The regional banking crisis damaged the earnings of others lenders as well, as depositors emptied their accounts in the first quarter.

Regulators released their first outline of expected changes last month with a sweeping set of proposals meant to raise capital requirements for banks with $100 billion or more in assets and standardize risk models for the industry to avoid further disasters.

The larger financial institutions would have to raise capital by as much as 19 percent, while smaller banks with $100–250 million in assets would see an average rise of 5 percent.

Regulators said they would accept comments on these proposals through the end of November after the industry criticized reports of  the new rules after they were published in late July.

Banking Industry Protests Proposed Rule Changes

FDIC Chair Martin Gruenberg said on Aug. 14 that the new proposed requirements would “marginally increase funding costs” and may reduce a key measure of bank profitability by roughly three basis points.

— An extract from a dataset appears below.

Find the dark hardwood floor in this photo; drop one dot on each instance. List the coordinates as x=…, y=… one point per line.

Mr. Gruenberg said “the experience of the three large bank failures this spring should focus our attention on the need for meaningful action to improve the likelihood of an orderly resolution of large banks.”

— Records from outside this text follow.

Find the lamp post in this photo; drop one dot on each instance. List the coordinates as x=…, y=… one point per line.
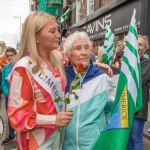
x=19, y=17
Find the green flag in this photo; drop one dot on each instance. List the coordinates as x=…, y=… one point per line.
x=108, y=46
x=128, y=98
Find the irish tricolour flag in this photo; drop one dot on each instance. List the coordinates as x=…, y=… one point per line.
x=128, y=98
x=108, y=46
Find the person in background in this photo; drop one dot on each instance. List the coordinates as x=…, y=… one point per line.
x=3, y=61
x=91, y=110
x=117, y=63
x=10, y=54
x=119, y=47
x=37, y=79
x=136, y=135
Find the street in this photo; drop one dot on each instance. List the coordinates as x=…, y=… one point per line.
x=12, y=146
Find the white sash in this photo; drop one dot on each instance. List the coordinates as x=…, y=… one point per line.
x=45, y=78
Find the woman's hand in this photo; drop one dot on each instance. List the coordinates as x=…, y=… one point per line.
x=63, y=118
x=106, y=68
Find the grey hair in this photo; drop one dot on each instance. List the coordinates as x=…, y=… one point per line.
x=146, y=39
x=73, y=37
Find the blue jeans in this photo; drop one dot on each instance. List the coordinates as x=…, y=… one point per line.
x=136, y=135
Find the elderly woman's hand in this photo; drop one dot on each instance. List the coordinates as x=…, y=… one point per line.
x=106, y=68
x=63, y=118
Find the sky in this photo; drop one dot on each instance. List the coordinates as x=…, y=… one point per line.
x=11, y=13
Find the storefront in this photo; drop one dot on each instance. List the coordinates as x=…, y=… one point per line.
x=117, y=15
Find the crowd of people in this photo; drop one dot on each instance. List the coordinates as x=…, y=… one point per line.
x=51, y=89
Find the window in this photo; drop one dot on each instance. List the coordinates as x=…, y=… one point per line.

He noted that the three banks seized by authorities this spring each had disproportionally large amounts of uninsured deposits, which were one of the biggest factors in their failures.

However, the issuing of more long-term debt to regional bank balance sheets may add too much pressure for the industry after the three big credit ratings agencies downgraded the ratings of dozens of lenders this year.

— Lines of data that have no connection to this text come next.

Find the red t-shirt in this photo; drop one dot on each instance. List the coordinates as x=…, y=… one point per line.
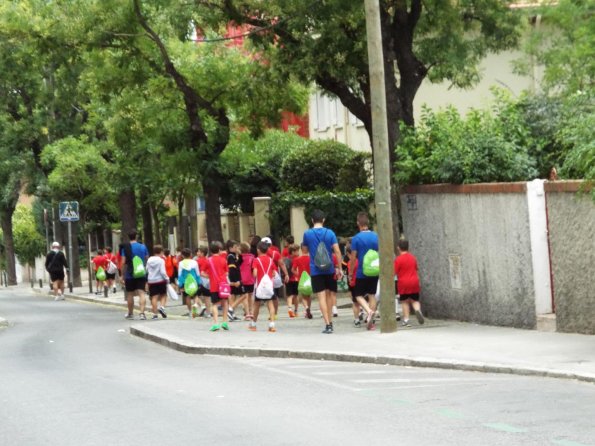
x=301, y=264
x=99, y=261
x=275, y=255
x=261, y=265
x=406, y=271
x=221, y=270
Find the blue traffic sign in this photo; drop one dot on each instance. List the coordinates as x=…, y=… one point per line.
x=69, y=211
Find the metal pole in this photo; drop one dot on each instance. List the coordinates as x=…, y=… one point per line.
x=382, y=198
x=70, y=258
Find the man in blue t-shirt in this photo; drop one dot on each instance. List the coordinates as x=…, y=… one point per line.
x=133, y=286
x=324, y=281
x=365, y=287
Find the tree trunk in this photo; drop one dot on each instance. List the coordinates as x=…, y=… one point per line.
x=6, y=222
x=127, y=203
x=147, y=221
x=212, y=190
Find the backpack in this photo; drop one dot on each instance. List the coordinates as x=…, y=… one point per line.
x=111, y=267
x=265, y=290
x=305, y=284
x=322, y=260
x=138, y=268
x=190, y=285
x=100, y=275
x=371, y=264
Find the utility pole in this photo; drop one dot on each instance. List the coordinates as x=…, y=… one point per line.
x=382, y=198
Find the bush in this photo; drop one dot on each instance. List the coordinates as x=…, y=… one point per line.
x=482, y=147
x=324, y=165
x=340, y=208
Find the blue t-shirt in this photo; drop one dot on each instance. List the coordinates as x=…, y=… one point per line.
x=362, y=243
x=312, y=237
x=138, y=249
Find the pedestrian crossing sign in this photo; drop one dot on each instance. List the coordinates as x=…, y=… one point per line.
x=69, y=211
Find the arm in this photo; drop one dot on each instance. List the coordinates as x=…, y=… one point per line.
x=337, y=252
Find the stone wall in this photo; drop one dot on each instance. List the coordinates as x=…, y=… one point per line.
x=474, y=252
x=571, y=218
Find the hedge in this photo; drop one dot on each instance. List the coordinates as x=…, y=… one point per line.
x=341, y=209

Financial institutions are already struggling to keep their costs down as higher interest rates apply further pressure to their balance sheets while the costs to retain depositors has gone up, digging into their profits.

Many economists and banks are highly critical of any major changes to capital requirements at this time.

“If the only tool available is a hammer, every problem looks like a nail. This is another example of regulators doing the only thing they know—adding more rules. This will hurt the already weakened regional banks and further strengthen the TBTFs,“ Michael Wilkerson, a strategic adviser, investor, and columnist, told The Epoch Times, referring to institutions that are ”too big to fail.”

The Bank Policy Institute expressed concern earlier in August about the costs of imposing these new requirements at a time when “these banks are already facing significant deposit funding cost increases.”

“With this proposal, the government will be forcing a large supply of bank debt into the market, but it’s unclear whether there is going to be sufficient demand for it, meaning this proposal could end up doing more harm than good,” Tabitha Edgens, a BPI senior vice president and senior associate general counsel, wrote in a statement.

The financial industry will have three years to conform to the new rules if they are enacted.

The FDIC said most banks already hold acceptable forms of debt and estimated that regional banks have roughly 75 percent of the debt that they needed to hold already.

Some mid-size lenders may be forced to issue more corporate bonds or replace existing funding sources with more expensive forms of long-term debt to comply with the rules, said Manan Gosalia, a bank analyst with Morgan Stanley in an Aug. 28 research note.

She said this may lead to higher annual costs for those banks as much as 3.5 percent as they attempt to meet the new requirements, adding further pressure to their margins.